Tax Reforms: A New Framework Under the Nigeria Revenue Service
Parallel to the cashless payment push, the government is also implementing sweeping tax reforms that will take effect on January 1, 2026. A central feature of these reforms is the replacement of the Federal Inland Revenue Service (FIRS) with the Nigeria Revenue Service (NRS)—a newly structured agency responsible for administering the updated tax laws.
The reforms are designed to modernize tax administration, improve compliance, and provide a more streamlined, transparent approach to tax collection for both individuals and businesses.
While the details of the new tax regime are extensive, early indications suggest that:
- New administrative procedures and enforcement mechanisms will be applied across the board.
- The changes are aimed at expanding the tax base while enhancing convenience and clarity for taxpayers.
- Small businesses and individual taxpayers may benefit from updated reliefs and simplified compliance processes.
These changes signify a major shift toward a modern, digitally enabled tax system—with broad implications for Nigeria’s economic governance.
What Citizens and Businesses Need to Know
The 2026 reforms are among the most ambitious federal public finance initiatives in Nigeria’s recent history. Here’s how they will impact everyday interactions with government:
Citizens will need to:
- Prefer electronic payment options over cash for all federal fees and services.

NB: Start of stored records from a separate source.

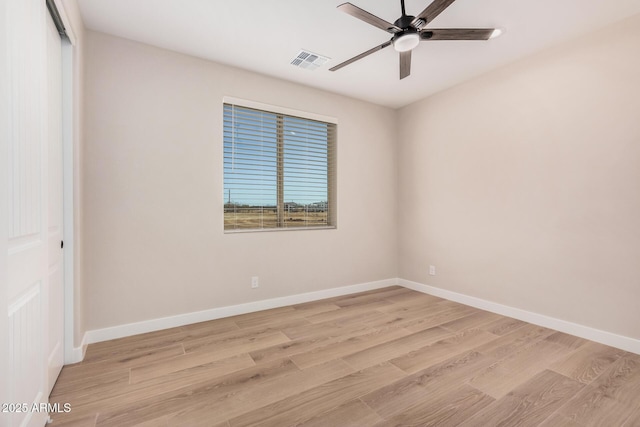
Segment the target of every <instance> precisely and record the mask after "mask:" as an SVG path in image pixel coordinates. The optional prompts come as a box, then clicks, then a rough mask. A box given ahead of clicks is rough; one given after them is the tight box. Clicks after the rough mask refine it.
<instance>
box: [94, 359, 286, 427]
mask: <svg viewBox="0 0 640 427" xmlns="http://www.w3.org/2000/svg"><path fill="white" fill-rule="evenodd" d="M297 370H298V369H297V367H296V366H295V365H294V364H293V362H291V361H290V360H289V359H282V360H281V361H277V362H275V363H271V364H263V365H260V366H255V367H252V368H248V369H244V370H242V371H238V372H235V373H233V374H230V375H226V376H224V377H220V378H219V379H217V380H215V381H212V382H203V383H200V384H198V385H195V386H187V387H183V388H180V389H177V390H173V391H170V392H167V393H163V394H160V395H156V396H152V397H146V396H140V398H138V399H136V400H135V401H134V402H130V403H125V402H123V403H121V404H119V405H118V406H117V407H115V408H112V409H110V410H107V411H102V412H100V413H99V416H98V421H97V423H96V425H97V426H99V427H107V426H114V427H129V426H134V425H135V424H137V423H141V422H144V421H148V420H151V419H154V418H157V417H159V416H162V415H169V414H171V413H176V412H181V411H186V410H188V409H189V408H190V407H192V406H194V405H195V406H197V405H199V404H202V402H207V401H209V400H211V399H214V400H215V399H217V398H220V397H223V396H232V395H234V394H236V393H239V392H241V391H242V390H243V389H246V388H247V387H256V386H258V385H260V384H262V383H264V382H265V381H268V380H271V379H273V378H277V377H280V376H284V375H286V374H288V373H291V372H293V371H297ZM216 422H217V421H216Z"/></svg>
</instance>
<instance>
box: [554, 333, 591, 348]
mask: <svg viewBox="0 0 640 427" xmlns="http://www.w3.org/2000/svg"><path fill="white" fill-rule="evenodd" d="M545 340H546V341H549V342H553V343H556V344H560V345H564V346H565V347H568V348H570V349H572V350H573V349H576V348H579V347H581V346H582V345H584V344H585V343H587V342H588V341H587V340H585V339H583V338H580V337H575V336H573V335H569V334H565V333H563V332H554V333H553V334H551V335H549V336H548V337H546V338H545Z"/></svg>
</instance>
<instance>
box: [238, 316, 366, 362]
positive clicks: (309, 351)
mask: <svg viewBox="0 0 640 427" xmlns="http://www.w3.org/2000/svg"><path fill="white" fill-rule="evenodd" d="M373 332H374V329H371V328H369V327H366V326H364V325H358V326H354V327H344V328H335V329H334V330H327V331H326V332H325V333H324V334H314V335H312V336H311V337H309V338H301V339H297V340H291V341H288V342H285V343H283V344H276V345H274V346H271V347H266V348H262V349H260V350H256V351H252V352H250V353H249V354H250V355H251V357H252V358H253V360H254V361H255V362H256V363H263V362H266V361H270V360H274V359H279V358H281V357H283V356H293V355H296V354H301V353H308V352H311V351H313V350H315V349H318V348H321V347H325V346H328V345H330V344H337V343H341V342H343V341H347V340H349V339H351V338H354V337H357V336H360V335H366V334H370V333H373Z"/></svg>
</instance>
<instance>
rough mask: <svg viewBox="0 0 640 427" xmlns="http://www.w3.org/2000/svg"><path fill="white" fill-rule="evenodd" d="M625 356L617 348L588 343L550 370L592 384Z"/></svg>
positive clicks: (568, 376) (566, 357) (551, 367)
mask: <svg viewBox="0 0 640 427" xmlns="http://www.w3.org/2000/svg"><path fill="white" fill-rule="evenodd" d="M624 354H625V352H624V351H622V350H619V349H617V348H613V347H608V346H606V345H603V344H598V343H594V342H587V343H585V344H584V345H582V346H580V347H579V348H577V349H576V350H575V351H573V352H572V353H570V354H569V355H568V356H567V357H565V358H563V359H560V360H558V361H557V362H555V363H553V364H551V366H550V369H552V370H553V371H555V372H558V373H560V374H563V375H565V376H567V377H569V378H572V379H574V380H576V381H579V382H581V383H583V384H590V383H591V382H592V381H593V380H595V379H596V378H598V376H600V374H601V373H602V372H603V371H605V370H606V369H607V368H608V367H609V366H611V364H612V363H613V362H615V361H616V360H618V359H619V358H620V357H622V356H623V355H624Z"/></svg>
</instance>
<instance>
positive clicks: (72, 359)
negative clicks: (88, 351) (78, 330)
mask: <svg viewBox="0 0 640 427" xmlns="http://www.w3.org/2000/svg"><path fill="white" fill-rule="evenodd" d="M87 336H88V335H87V333H86V332H85V334H84V335H83V336H82V342H81V343H80V347H74V348H73V353H72V354H71V355H70V357H68V358H67V357H65V361H64V364H65V365H70V364H72V363H79V362H82V360H83V359H84V354H85V352H86V351H87V345H88V343H87Z"/></svg>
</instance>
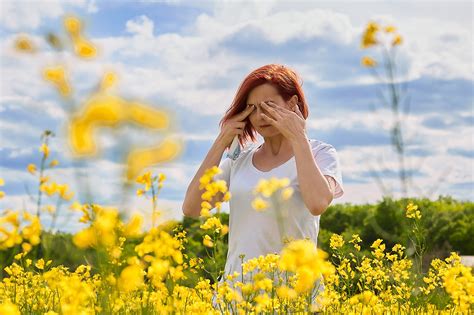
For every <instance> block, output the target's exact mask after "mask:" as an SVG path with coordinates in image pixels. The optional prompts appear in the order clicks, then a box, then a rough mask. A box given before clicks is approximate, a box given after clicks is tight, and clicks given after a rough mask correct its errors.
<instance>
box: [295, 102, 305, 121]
mask: <svg viewBox="0 0 474 315" xmlns="http://www.w3.org/2000/svg"><path fill="white" fill-rule="evenodd" d="M295 113H296V114H298V116H300V117H301V118H303V119H304V116H303V113H302V112H301V111H300V107H299V106H298V105H295Z"/></svg>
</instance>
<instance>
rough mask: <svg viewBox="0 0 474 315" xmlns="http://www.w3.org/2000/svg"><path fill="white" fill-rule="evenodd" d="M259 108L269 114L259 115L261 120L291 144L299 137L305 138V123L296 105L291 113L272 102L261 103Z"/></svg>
mask: <svg viewBox="0 0 474 315" xmlns="http://www.w3.org/2000/svg"><path fill="white" fill-rule="evenodd" d="M261 106H262V108H263V109H265V110H266V111H267V112H268V113H269V115H266V114H265V113H262V114H261V115H262V118H263V120H265V121H266V122H268V123H269V124H270V125H272V126H274V127H275V128H277V129H278V130H279V131H280V132H281V133H282V134H283V136H284V137H285V138H287V139H288V140H290V141H292V142H293V141H298V140H299V139H301V137H304V138H306V121H305V119H304V117H303V114H302V113H301V112H300V109H299V107H298V105H295V107H294V108H293V110H292V111H291V110H289V109H287V108H285V107H281V106H278V105H277V104H275V103H274V102H272V101H267V102H263V103H262V105H261Z"/></svg>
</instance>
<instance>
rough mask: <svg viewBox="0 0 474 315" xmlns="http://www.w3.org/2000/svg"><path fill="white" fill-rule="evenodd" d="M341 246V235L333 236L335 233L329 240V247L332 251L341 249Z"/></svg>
mask: <svg viewBox="0 0 474 315" xmlns="http://www.w3.org/2000/svg"><path fill="white" fill-rule="evenodd" d="M343 245H344V239H343V237H342V236H341V235H339V234H335V233H334V234H332V235H331V238H330V240H329V246H330V247H331V248H332V249H337V248H341V247H342V246H343Z"/></svg>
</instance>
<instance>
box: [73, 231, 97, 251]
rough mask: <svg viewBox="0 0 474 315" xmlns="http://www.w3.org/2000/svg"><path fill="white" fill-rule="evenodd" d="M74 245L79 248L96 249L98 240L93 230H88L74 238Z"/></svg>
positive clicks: (79, 233)
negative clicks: (95, 248) (93, 248)
mask: <svg viewBox="0 0 474 315" xmlns="http://www.w3.org/2000/svg"><path fill="white" fill-rule="evenodd" d="M72 241H73V243H74V245H76V246H77V247H79V248H87V247H94V246H95V245H96V244H97V242H98V240H97V235H96V232H95V231H94V229H93V228H86V229H84V230H82V231H80V232H79V233H77V234H75V235H74V236H73V238H72Z"/></svg>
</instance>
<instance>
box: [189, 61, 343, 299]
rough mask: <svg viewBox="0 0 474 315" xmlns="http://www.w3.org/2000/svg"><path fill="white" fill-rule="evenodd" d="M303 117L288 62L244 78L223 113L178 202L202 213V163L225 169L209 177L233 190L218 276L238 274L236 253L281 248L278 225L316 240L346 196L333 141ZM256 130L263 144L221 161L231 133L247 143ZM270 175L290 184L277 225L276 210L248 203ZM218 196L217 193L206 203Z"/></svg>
mask: <svg viewBox="0 0 474 315" xmlns="http://www.w3.org/2000/svg"><path fill="white" fill-rule="evenodd" d="M307 117H308V105H307V103H306V100H305V97H304V93H303V90H302V88H301V85H300V83H299V77H298V75H297V74H296V73H295V71H293V70H291V69H290V68H288V67H286V66H283V65H278V64H270V65H265V66H263V67H260V68H258V69H256V70H254V71H253V72H251V73H250V74H249V75H248V76H247V77H246V78H245V79H244V81H243V82H242V84H241V85H240V87H239V89H238V91H237V94H236V96H235V98H234V101H233V103H232V105H231V106H230V108H229V109H228V110H227V112H226V114H225V116H224V117H223V118H222V120H221V122H220V125H221V131H220V133H219V135H218V137H217V138H216V140H215V142H214V144H213V145H212V147H211V149H210V150H209V153H208V154H207V156H206V158H205V159H204V161H203V162H202V165H201V167H200V168H199V170H198V171H197V173H196V175H195V176H194V178H193V180H192V181H191V183H190V185H189V187H188V190H187V192H186V197H185V200H184V203H183V213H184V214H185V215H186V216H191V217H198V216H199V213H200V210H201V207H200V205H201V194H202V191H201V190H199V178H200V177H201V176H202V175H203V174H204V171H205V170H206V169H208V168H211V167H213V166H215V165H219V168H220V169H221V170H222V173H220V174H218V175H216V176H215V177H214V180H218V179H223V180H225V181H226V182H227V184H228V187H229V191H230V192H231V195H232V198H231V200H230V201H229V207H230V217H229V249H228V254H227V260H226V265H225V274H224V277H223V278H221V280H222V279H225V275H229V274H233V273H234V272H235V271H236V272H238V273H240V272H241V258H240V257H239V255H241V254H244V255H245V256H244V261H246V260H248V259H251V258H254V257H258V256H259V255H266V254H269V253H279V252H280V250H281V249H282V248H283V246H284V244H283V243H282V241H281V239H282V238H281V237H280V236H281V235H280V234H279V233H281V231H282V230H283V231H285V235H284V236H289V237H291V238H294V239H302V238H309V239H311V240H312V241H313V242H314V244H315V245H316V244H317V237H318V233H319V218H320V215H321V214H322V213H323V212H324V211H325V210H326V208H327V207H328V206H329V204H330V203H331V201H332V200H333V198H338V197H341V196H342V195H343V194H344V190H343V186H342V185H343V183H342V176H341V170H340V166H339V158H338V155H337V152H336V150H335V149H334V147H333V146H332V145H330V144H327V143H324V142H322V141H319V140H315V139H308V138H307V135H306V128H305V120H306V118H307ZM256 133H258V134H260V135H261V136H262V137H263V139H264V142H263V144H261V145H259V146H257V145H251V146H248V147H246V148H245V149H244V150H242V152H241V153H240V155H239V156H238V157H237V159H235V160H232V159H231V158H229V157H227V158H225V159H224V160H223V161H222V163H220V160H221V157H222V154H223V153H224V151H225V149H226V148H228V147H229V145H230V144H231V142H232V140H233V139H234V137H235V136H236V135H237V136H238V138H239V142H240V144H242V145H245V143H246V141H247V140H248V139H251V140H252V142H255V141H256V138H255V134H256ZM271 177H277V178H284V177H287V178H289V179H290V186H291V187H292V188H293V189H294V193H293V195H292V196H291V198H290V199H289V200H287V201H286V203H285V209H286V212H285V213H284V215H283V220H281V222H280V223H279V222H278V218H277V216H275V215H272V213H275V211H276V209H272V207H270V208H269V209H267V210H266V211H256V210H255V209H254V208H253V207H252V201H253V200H254V199H255V197H256V196H255V195H254V194H253V189H254V188H255V186H256V185H257V183H258V181H259V180H260V179H262V178H263V179H270V178H271ZM222 197H223V196H222V194H219V195H218V196H216V197H215V198H214V200H213V201H212V202H211V204H212V205H214V204H215V202H216V201H220V200H222ZM279 225H280V227H279ZM281 227H283V229H281ZM238 279H241V277H240V276H239V277H238ZM321 284H322V283H321ZM321 289H323V285H321V286H320V288H319V290H321Z"/></svg>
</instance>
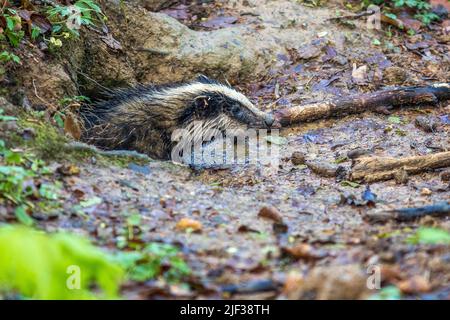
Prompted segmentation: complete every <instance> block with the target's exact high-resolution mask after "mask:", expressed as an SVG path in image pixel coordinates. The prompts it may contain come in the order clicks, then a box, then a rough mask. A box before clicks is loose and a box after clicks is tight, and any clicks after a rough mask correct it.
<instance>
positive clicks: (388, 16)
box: [384, 12, 397, 20]
mask: <svg viewBox="0 0 450 320" xmlns="http://www.w3.org/2000/svg"><path fill="white" fill-rule="evenodd" d="M384 15H385V16H386V17H388V18H391V19H394V20H397V16H396V15H395V14H393V13H390V12H386V13H385V14H384Z"/></svg>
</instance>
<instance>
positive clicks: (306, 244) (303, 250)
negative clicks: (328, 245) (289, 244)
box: [282, 243, 328, 260]
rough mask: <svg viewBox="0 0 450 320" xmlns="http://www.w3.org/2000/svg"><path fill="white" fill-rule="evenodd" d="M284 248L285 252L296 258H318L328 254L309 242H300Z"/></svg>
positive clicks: (304, 259) (300, 258)
mask: <svg viewBox="0 0 450 320" xmlns="http://www.w3.org/2000/svg"><path fill="white" fill-rule="evenodd" d="M282 249H283V252H284V253H285V254H287V255H288V256H290V257H291V258H294V259H296V260H301V259H303V260H318V259H322V258H325V257H326V256H327V255H328V254H327V252H326V251H324V250H319V249H315V248H313V247H312V246H311V245H310V244H307V243H299V244H297V245H295V246H293V247H285V248H282Z"/></svg>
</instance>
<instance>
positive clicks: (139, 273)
mask: <svg viewBox="0 0 450 320" xmlns="http://www.w3.org/2000/svg"><path fill="white" fill-rule="evenodd" d="M116 261H117V262H118V263H119V264H120V265H121V266H122V267H123V268H124V269H125V270H126V271H127V274H128V277H129V278H130V279H131V280H135V281H146V280H150V279H153V278H156V277H159V276H163V277H164V278H165V279H166V280H167V281H169V282H179V281H181V280H182V278H183V277H186V276H188V275H189V274H190V273H191V270H190V268H189V266H188V265H187V264H186V262H185V261H184V260H183V258H182V257H181V256H180V250H179V249H178V248H177V247H174V246H173V245H170V244H164V243H156V242H154V243H150V244H148V245H147V246H146V247H145V248H144V249H143V250H140V251H132V252H120V253H119V254H118V255H117V256H116Z"/></svg>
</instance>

- Ensure access to digital payment channels when dealing with government agencies.
- Expect standardized electronic receipts for proof of payment.
Businesses should:
- Update accounting and financial systems to support electronic collections.
- Prepare for changes in tax administration and compliance under the NRS.
- Align internal processes with the new Revenue Optimisation Platform requirements.
Government agencies must:
- Deploy POS and approved digital payment infrastructure.
- Integrate with RevOp and TSA systems.
- Educate staff and service users on the transition to cashless payment systems.